"Sosyal medya algı yönetiminin en etkili silahlarından biridir"

Sosyal medyanın algı yönetiminin en etkili silahlarından biri olduğunu belirten uzmanlar, sosyal medya üzerinden gerçekleşen sahte içerikli paylaşımların, yanlış yönlendirmelere ve halk arasında korku psikolojisine yol açtığını dile getirdiler.

Bursa Sosyal Medya Derneği (BUSMED) Başkanı ve Sosyal Medya Uzmanı Murat Gezer, son zamanlarda sosyal medyada dolaşan yanlış ve kirli bilgilerin bilinçsizce paylaşılmasının halk arasında korku psikolojine yol açtığını söyledi.

Sosyal medyadaki algı yönetiminden ve son zamanlarda Türkiye’de patlayan bombaların medyadaki izlenimleri gibi birçok konuda İLKHA’ya açıklamalarda bulunan Gezer, sosyal medyada dolaşan yanlış ve kirli bilgilerin bilinçsizce paylaşılmasının halk arasında korku psikolojine yol açtığını söyledi.

Sosyal ağlar üzerinden yayınlanan herhangi bir bilgi veya fotoğrafın, anında küresel boyutta yayılma ve kitleleri etkileme gücüne ulaştığını söyleyen Gezer, “Dolayısıyla sosyal medya, algı yönetiminin en etkili silahlarından biri oldu. Algı yönetimi denilen sistemle olaylar gerçekte olduğu gibi değil farklı şekilde yansıtılır, toplumun istenildiği gibi düşünmesi olayları algılaması sağlanır. Bunun en kolay yapılabileceği alanlardan biri de artık sosyal medyadır.” dedi.

Kullanıcıların sadece küçük bir kısmının bilinçli ve dikkatli davrandığını anlatan Gezer, geri kalan çoğunluğun ise gerekli bilinç ve eğitime sahip olmamaları nedeniyle sosyal medyada paylaşılan her türlü içeriği gerçek olarak kabul ederek, bu kirli bilgilerin paylaşımlarıyla yayılmasını sağladığını ifade etti.
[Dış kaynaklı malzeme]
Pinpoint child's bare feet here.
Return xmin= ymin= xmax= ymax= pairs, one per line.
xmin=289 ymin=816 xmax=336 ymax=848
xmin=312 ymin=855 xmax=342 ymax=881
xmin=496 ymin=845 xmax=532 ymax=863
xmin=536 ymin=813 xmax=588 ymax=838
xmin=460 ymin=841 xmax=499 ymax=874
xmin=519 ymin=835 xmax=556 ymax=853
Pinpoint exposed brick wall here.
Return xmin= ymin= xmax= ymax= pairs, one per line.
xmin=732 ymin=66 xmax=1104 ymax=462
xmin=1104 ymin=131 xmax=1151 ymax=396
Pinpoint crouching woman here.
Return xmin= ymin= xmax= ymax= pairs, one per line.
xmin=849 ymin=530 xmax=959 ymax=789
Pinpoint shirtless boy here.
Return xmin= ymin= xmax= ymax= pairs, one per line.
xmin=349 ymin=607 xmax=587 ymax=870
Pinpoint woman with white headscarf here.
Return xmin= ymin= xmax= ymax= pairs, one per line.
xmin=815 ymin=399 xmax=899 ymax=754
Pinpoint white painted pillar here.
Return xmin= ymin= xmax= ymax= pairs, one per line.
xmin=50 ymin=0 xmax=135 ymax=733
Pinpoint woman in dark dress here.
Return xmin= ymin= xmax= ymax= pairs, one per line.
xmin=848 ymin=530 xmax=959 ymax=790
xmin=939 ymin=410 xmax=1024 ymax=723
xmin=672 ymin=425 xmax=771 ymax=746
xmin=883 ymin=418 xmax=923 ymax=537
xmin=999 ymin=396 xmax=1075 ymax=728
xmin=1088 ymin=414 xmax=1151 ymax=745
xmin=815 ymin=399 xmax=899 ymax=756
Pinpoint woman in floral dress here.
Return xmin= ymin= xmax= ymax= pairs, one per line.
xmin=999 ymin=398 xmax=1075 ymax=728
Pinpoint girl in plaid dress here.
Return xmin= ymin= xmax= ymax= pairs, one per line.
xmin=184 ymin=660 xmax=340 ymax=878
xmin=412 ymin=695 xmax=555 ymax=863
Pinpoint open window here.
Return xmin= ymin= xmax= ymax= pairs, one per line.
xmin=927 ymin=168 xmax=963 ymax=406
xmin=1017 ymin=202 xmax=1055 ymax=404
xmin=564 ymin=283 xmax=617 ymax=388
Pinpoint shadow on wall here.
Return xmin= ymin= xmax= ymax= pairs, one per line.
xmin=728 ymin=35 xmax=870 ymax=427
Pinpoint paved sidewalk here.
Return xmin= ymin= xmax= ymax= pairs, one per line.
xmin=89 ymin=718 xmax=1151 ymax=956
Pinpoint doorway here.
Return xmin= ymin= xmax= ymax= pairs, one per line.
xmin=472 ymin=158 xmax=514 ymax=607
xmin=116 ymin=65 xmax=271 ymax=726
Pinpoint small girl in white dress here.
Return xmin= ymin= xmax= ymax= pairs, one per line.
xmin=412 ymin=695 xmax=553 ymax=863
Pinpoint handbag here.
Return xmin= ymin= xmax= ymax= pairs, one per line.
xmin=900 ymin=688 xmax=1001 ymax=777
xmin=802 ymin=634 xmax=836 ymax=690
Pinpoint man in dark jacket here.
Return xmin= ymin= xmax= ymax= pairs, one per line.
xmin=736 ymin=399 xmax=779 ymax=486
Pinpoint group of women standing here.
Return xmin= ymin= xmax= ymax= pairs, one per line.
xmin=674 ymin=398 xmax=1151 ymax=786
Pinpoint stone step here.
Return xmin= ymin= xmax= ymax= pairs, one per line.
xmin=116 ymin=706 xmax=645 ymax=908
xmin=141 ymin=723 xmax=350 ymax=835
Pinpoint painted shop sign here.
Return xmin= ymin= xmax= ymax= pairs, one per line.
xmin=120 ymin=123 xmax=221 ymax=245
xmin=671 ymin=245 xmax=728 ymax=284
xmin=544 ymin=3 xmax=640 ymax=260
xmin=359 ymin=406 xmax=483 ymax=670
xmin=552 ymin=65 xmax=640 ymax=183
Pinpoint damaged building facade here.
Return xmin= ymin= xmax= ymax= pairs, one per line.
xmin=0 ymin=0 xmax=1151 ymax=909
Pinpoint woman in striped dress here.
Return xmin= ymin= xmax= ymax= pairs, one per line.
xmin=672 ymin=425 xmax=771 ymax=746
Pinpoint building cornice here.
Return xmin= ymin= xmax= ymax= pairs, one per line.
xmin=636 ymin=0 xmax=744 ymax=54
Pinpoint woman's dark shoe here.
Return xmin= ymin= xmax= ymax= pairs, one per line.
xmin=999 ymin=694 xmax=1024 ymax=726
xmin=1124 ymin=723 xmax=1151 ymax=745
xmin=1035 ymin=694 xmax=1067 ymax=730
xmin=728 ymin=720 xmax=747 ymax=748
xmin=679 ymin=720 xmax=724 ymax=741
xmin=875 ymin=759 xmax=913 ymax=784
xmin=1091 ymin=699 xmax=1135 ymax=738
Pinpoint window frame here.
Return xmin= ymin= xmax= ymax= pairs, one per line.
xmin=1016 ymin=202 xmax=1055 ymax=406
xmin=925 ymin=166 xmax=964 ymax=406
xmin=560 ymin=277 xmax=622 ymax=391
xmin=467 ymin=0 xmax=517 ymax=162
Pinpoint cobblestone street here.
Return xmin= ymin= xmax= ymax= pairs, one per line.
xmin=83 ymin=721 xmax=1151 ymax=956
Sosyal medyanın yazılı görsel medya kadar kolay kontrol edilebilir olmadığını kaydeden Gezer, “Bu nedenle de art niyetli kimseler ve örgütler, sosyal medyayı daha fazla tercih etmeye başlamışlardır.” şeklinde konuştu.

“Bir olay olduğunda ölü sayısı 5 iken 55 diye lanse edilebiliyor”

Bu kötü kullanımın yaşanan olayların lanse ediliş şeklindeki dezenformasyon ve algı yönetiminde de kendini gösterdiğine dikkat çeken Gezer, “Bir olay olduğunda ölü sayısı 5 iken 55 diye lanse edilebilmekte. Çeşitli paylaşımlar, yazılar, kişisel beyanlarla sanki o ülkenin her yerinde bombalar patlıyor, insanlar kapı dışarı çıkamıyormuş gibi bir algı oluşturulabilmektedir. Bunun bir örneğini de şu an ülkemizde görmekteyiz. Yurtdışı kaynaklı -yerli unsurların da desteğiyle- bir algı operasyonuyla sanki Türkiye güvenliğin olmadığı bir ülkeymiş gibi gösterilmeye çalışılmaktadır. Bu tür operasyonlar artık sosyal medya üzerinden yürütülmektedir. Bu aleyhte propagandaya karşı millet olarak uyanık olmalıyız. Benzeri paylaşımları sosyal medyada gördüğümüzde bu içerikleri paylaşmadan – gerçek durumu, paniğe gerek olmadığını bildirir paylaşımlar yaparak sosyal medyayı kullanan diğer insanları doğru şekilde bilgilendirmeliyiz.” diye konuştu.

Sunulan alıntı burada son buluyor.